Pemutusan akses ini terjadi saat Prigozhin gencar meminta bantuan amunisi pada Kementerian Pertahanan Rusia.
“Untuk menghentikan saya meminta amunisi, mereka mematikan semua saluran telepon khusus (pemerintah) di semua kantor dan unit (Wagner)," katanya melalui Telegram, dikutip dari The Moscow Times.
Baca juga: Bos Wagner Rusia Sarankan Pengkhianatan dalam Pertempuran Bakhmut Ukraina
Prigozhin mengaku tidak dapat berbuat untuk mendesak pemerintah Rusia.
Ia meminta bantuan dari media dan rakyat Rusia agar membantunya menekan tentara Rusia untuk berbagi persediaan amunisi dengan Wagner.
“Sekarang saya hanya bisa meminta lebih banyak pasokan melalui media dan kemungkinan besar akan melakukannya,” katanya, dikutip dari Express UK.
Dalam pesan Telegram itu, Yevgeny Prigozhin mengatakan orang-orang di pemerintahan Rusia memblokir semua akses komunikasi.
“Mereka telah memblokir semua izin masuk ke lembaga negara yang membuat keputusan.
“Saya tidak akan menyebutkan nama mereka agar tidak mendiskreditkan mereka dengan cara apapun.
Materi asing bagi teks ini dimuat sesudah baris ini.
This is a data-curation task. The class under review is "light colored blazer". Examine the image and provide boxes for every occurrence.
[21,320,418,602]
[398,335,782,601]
Jadi sekarang saya hanya bisa bertanya melalui media,” katanya.
Baca juga: Pemimpin Wagner Yevgeny Prigozhin Tuduh Petinggi Militer Rusia Makar
Kremlin abaikan seruan Wagner soal pasokan amunisi
Grup Wagner menjadi sorotan selama beberapa bulan terakhir karena Yevgeny Prigozhin terus mendesak pemerintah Rusia untuk mengirim amunisi.
Saat ini, grup Wagner yang berada di Bakhmut sedang menghadapi masa sulit karena persediaan amunisi yang semakin menipis, dikutip dari Business Insider.
Pertempuran di Bakhmut
Dikutip dari Guardian, Penasihat Presiden Ukraina, Mykhailo Podolyak, mengungkapkan Volodymyr Zelensky memutuskan untuk melanjutkan pertempuran di Bakhmut untuk menekan unit-unit terbaik Rusia.
Komentar Podolyak disampaikan dalam sebuah wawancara dengan surat kabar La Stampa Italia.
Ini dinilai sebagai sinyal terbaru dari Kyiv untuk melanjutkan pertahanan kota timur yang diperebutkan, tempat pertempuran paling berdarah perang.